Eisleben/MZ/bz. - Der Stein ist im Vergleich zu seinem früheren Standort um einige Meter versetzt worden. Er steht jetzt nicht mehr zwischen Radweg und Straße, sondern zwischen Radweg und Böschung. Am Sockel des Obelisken wurde eine Inschrifttafel befestigt, die darauf hinweist, dass es sich hier um ein technisches Denkmal handelt. Weiter ist vermerkt, dass der Meilenstein 1826 beim Bau der Kunststraße Langenbogen - Nordhausen hier seinen Platz gefunden ...

01.11.2005, 17:35

Der Stein ist im Vergleich zu seinem früheren Standort um einige Meter versetzt worden. Er steht jetzt nicht mehr zwischen Radweg und Straße, sondern zwischen Radweg und Böschung. Am Sockel des Obelisken wurde eine Inschrifttafel befestigt, die darauf hinweist, dass es sich hier um ein technisches Denkmal handelt. Weiter ist vermerkt, dass der Meilenstein 1826 beim Bau der Kunststraße Langenbogen - Nordhausen hier seinen Platz gefunden hat.
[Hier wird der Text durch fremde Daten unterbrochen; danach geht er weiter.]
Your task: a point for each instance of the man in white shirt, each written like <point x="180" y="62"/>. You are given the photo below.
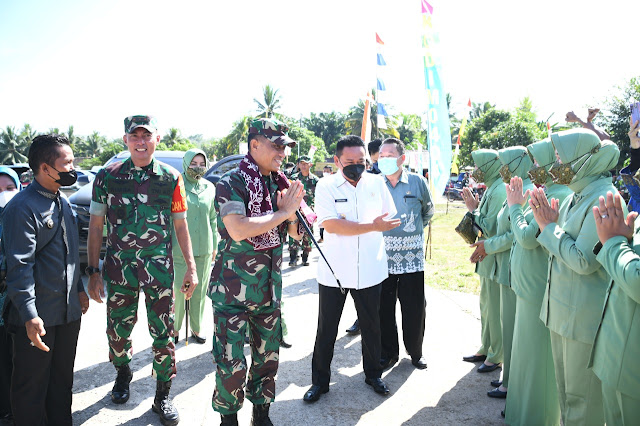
<point x="355" y="209"/>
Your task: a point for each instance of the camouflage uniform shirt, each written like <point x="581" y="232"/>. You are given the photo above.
<point x="139" y="204"/>
<point x="242" y="275"/>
Nach Restaurierung des Obelisken im Zuge des Straßenbaus in der Halleschen Straße präsentieren sich im Mansfelder Land fast alle preußischen Meilensteine in einem ansprechendem Zustand. Einzige Ausnahme ist der Ganzmeilenstein von Aseleben.
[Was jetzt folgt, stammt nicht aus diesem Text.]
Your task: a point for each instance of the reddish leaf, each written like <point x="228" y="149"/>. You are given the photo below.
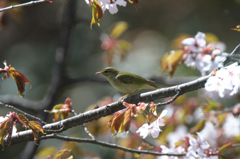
<point x="36" y="126"/>
<point x="23" y="119"/>
<point x="171" y="60"/>
<point x="61" y="153"/>
<point x="237" y="28"/>
<point x="63" y="109"/>
<point x="6" y="130"/>
<point x="178" y="143"/>
<point x="197" y="128"/>
<point x="97" y="12"/>
<point x="116" y="123"/>
<point x="20" y="80"/>
<point x="225" y="147"/>
<point x="127" y="120"/>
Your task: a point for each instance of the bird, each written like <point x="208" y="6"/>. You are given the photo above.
<point x="126" y="82"/>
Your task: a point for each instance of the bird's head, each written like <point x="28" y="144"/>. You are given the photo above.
<point x="108" y="72"/>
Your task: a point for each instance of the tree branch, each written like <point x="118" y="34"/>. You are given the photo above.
<point x="111" y="108"/>
<point x="92" y="141"/>
<point x="24" y="4"/>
Die Restaurierung erfolgte in Sangerhausen bei Steinmetzmeister Werner Kleffel, wo der von Wind und Wetter in Mitleidenschaft gezogene Siebigeröder Sandstein mit einem aufwändigen Injektionsverfahren wieder verfestigt werden konnte. Dazu waren etwa 50 Bohrungen erforderlich. Mehrere Fehlstellen wurden ergänzt.